Title:  Hardware-Friendly Model Compression for DNN Accelerators

Committee: 

Dr. Raychowdhury, Advisor    

Dr. Yu, Chair

Dr. Romberg

Abstract: The objective of the proposed research is to introduce solutions to make powerful Deep Neural Network, DNN, algorithms to be deployable on edge devices through developing hardware-aware DNN compression methods. The rising popularity of intelligent mobile devices and the computational cost of deep learning-based models call for efficient and accurate on-device inference schemes. In particular, we proposed two compression techniques. In the first method, LGPS, we present a hardware-aware pruning method where the locations of non-zero weights are derived in real-time from a LFSR. Using the pro-posed method, we demonstrate a total saving of energy and area up to 63.96% and 64.23%for VGG-16 network on down-sampled ImageNet, respectively for iso-compression-rate and iso-accuracy.
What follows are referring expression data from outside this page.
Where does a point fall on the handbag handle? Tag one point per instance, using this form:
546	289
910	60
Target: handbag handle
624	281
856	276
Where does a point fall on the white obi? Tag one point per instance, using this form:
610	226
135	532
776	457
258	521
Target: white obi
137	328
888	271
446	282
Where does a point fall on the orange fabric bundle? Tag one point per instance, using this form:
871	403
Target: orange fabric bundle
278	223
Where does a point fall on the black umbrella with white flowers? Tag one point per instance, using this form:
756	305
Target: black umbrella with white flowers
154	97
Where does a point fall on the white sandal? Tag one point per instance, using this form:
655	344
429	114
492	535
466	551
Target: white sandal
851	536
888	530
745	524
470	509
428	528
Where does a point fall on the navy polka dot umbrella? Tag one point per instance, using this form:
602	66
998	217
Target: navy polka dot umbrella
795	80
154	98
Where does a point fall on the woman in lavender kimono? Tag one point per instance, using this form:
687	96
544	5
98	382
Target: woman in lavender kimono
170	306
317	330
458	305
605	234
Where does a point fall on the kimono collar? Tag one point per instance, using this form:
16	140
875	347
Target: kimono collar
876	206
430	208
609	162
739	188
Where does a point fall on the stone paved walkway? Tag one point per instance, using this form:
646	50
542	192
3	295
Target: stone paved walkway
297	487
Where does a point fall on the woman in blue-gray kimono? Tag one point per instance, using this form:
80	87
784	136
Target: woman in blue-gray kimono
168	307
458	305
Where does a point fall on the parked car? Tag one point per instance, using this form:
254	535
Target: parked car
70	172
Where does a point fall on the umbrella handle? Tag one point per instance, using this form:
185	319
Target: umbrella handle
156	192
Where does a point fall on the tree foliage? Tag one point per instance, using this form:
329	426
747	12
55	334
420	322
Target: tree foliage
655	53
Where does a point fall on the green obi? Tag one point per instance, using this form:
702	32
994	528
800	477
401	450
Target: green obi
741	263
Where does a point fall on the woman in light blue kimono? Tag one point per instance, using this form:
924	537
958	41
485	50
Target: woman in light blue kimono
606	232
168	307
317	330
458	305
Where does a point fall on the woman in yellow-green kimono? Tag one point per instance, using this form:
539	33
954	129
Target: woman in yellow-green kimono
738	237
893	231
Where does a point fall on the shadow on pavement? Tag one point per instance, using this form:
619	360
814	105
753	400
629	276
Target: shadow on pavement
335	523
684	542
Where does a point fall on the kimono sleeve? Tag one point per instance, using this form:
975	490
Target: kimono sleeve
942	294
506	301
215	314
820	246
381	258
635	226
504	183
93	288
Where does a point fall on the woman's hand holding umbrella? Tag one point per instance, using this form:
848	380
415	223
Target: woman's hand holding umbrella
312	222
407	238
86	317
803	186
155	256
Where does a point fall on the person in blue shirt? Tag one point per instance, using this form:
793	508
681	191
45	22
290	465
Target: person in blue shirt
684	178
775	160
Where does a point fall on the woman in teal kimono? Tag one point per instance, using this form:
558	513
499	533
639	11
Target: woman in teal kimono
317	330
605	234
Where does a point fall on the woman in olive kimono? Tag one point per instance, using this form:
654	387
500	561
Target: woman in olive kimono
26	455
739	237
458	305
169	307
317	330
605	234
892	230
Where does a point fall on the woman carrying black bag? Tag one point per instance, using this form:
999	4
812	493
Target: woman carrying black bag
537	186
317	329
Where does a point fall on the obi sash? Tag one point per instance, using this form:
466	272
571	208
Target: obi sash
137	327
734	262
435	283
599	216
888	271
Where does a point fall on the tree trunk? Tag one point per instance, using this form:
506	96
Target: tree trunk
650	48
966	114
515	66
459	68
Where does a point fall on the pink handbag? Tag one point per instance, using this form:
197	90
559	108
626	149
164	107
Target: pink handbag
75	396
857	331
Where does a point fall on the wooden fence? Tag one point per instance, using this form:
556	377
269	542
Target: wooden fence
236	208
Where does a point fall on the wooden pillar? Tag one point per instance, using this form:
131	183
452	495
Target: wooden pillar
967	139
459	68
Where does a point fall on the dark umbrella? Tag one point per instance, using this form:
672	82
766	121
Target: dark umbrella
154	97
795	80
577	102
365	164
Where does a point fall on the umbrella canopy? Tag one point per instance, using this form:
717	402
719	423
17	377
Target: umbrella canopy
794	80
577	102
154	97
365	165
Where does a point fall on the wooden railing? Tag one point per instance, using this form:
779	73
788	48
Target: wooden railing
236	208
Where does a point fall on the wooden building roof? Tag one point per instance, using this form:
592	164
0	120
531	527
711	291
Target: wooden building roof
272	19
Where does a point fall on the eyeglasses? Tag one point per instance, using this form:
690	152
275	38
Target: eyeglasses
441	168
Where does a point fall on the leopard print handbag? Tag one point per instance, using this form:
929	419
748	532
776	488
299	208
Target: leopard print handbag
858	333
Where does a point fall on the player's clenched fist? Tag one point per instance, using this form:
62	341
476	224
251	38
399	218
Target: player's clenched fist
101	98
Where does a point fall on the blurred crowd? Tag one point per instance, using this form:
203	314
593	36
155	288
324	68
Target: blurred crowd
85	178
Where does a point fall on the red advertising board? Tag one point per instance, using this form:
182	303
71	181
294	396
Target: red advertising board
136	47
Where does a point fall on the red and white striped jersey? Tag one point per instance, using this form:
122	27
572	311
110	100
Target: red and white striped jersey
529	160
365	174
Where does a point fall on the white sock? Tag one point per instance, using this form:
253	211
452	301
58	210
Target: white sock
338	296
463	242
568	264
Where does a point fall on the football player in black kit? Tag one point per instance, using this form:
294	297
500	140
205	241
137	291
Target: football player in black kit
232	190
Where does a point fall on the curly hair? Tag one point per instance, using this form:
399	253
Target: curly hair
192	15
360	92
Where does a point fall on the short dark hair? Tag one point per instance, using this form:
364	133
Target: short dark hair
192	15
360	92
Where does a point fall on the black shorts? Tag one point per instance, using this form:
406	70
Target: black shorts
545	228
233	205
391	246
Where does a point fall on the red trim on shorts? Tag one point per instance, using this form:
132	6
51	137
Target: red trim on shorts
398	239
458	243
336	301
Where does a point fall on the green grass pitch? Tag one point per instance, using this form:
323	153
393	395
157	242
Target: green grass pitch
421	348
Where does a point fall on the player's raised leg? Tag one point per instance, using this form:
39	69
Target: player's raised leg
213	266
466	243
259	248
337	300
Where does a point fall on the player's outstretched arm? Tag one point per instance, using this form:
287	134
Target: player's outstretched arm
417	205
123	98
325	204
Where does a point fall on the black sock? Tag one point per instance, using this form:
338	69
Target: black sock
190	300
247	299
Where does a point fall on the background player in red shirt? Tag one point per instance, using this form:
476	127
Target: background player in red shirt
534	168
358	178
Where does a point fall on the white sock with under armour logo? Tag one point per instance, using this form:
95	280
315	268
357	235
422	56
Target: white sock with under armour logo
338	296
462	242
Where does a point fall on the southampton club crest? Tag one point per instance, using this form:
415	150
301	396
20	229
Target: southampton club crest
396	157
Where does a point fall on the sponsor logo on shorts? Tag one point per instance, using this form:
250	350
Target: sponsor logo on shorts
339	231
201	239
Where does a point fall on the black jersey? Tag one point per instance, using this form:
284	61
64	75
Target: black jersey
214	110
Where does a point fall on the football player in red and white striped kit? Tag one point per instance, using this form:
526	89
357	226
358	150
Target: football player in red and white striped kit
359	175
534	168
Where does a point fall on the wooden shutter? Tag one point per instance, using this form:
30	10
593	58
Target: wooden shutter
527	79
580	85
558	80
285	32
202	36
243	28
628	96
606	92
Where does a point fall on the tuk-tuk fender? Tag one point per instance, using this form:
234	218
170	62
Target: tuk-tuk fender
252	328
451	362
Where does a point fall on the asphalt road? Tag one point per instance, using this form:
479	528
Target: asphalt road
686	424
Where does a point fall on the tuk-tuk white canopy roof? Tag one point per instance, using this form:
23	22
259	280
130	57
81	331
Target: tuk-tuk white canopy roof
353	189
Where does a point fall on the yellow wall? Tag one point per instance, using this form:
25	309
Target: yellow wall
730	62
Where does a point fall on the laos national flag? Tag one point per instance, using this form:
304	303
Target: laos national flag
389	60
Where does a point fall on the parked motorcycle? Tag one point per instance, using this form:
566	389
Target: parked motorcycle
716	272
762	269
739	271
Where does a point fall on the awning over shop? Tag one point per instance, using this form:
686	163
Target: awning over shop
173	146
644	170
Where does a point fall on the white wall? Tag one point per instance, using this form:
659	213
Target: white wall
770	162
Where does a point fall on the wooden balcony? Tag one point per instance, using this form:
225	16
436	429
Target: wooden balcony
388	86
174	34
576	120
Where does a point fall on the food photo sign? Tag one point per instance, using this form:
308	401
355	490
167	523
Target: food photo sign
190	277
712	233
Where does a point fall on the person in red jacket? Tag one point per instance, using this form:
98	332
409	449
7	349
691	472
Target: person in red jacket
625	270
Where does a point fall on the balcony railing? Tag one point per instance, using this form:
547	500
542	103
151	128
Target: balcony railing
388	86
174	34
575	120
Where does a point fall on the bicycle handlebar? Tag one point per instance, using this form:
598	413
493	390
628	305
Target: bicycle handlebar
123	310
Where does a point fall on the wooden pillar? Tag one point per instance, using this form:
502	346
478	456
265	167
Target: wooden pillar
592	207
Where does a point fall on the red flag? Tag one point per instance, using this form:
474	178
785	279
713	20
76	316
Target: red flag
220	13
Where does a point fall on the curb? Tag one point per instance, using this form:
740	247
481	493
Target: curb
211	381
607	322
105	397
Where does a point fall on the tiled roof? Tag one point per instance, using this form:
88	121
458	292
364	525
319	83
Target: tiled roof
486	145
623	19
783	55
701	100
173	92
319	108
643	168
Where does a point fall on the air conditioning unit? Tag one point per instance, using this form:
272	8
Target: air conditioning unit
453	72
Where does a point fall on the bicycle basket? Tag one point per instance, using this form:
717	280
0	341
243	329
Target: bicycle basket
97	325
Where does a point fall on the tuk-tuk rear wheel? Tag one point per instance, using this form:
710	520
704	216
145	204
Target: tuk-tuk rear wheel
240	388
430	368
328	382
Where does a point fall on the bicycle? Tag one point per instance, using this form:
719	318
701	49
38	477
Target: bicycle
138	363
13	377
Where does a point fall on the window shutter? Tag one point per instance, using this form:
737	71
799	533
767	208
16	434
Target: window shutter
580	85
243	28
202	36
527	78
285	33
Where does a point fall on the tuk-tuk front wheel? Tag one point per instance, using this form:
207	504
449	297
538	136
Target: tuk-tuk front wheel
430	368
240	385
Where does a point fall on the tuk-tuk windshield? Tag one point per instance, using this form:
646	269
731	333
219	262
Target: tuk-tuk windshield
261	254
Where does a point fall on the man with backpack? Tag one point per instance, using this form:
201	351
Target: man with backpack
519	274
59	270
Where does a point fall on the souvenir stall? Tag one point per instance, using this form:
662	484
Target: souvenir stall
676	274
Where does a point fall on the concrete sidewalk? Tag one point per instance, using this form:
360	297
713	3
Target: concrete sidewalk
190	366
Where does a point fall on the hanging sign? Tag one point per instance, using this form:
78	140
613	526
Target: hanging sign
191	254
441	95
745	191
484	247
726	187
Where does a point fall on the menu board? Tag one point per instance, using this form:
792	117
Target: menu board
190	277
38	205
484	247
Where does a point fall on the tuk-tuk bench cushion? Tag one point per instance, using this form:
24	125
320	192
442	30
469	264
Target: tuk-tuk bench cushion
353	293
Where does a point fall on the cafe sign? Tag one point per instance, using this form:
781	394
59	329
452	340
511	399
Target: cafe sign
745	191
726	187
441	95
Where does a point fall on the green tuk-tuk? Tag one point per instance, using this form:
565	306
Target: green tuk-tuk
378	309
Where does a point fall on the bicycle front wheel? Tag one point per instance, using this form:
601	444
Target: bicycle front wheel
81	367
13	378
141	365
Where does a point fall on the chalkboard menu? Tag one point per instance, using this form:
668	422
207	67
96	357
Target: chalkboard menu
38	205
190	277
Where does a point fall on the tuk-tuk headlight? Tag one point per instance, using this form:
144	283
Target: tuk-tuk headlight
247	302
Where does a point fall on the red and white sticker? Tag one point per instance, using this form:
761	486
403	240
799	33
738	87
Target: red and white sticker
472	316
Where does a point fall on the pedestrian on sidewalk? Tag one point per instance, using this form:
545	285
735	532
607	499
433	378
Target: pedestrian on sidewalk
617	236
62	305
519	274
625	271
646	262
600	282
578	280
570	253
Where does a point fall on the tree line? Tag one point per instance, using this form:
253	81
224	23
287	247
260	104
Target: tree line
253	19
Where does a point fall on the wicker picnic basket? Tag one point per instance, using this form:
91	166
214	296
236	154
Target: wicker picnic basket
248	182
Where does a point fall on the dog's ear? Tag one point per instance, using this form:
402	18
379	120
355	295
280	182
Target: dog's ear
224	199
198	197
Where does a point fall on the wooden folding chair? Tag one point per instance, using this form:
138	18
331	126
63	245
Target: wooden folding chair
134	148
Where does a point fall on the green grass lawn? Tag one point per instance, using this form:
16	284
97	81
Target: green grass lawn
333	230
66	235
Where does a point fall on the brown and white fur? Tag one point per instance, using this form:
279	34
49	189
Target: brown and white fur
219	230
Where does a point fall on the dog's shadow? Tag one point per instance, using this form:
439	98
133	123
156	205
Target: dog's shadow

Secondly, we propose a novel model compression scheme that allows inference to be carried out using bit-level sparsity, which can be efficiently implemented using in-memory computing macros. We introduce a method called BitS-Net to leverage the benefits of bit-sparsity (where the number of zeros is more than number of ones in binary representation of weight/activation values) when applied to Compute-In-Memory(CIM) with Resistive Random-Access Memory (RRAM) to develop energy efficient DNN accelerators operating in the inference mode. We demonstrate that BitS-Net improves the energy efficiency by up to 5x for ResNet models on the ImageNet dataset.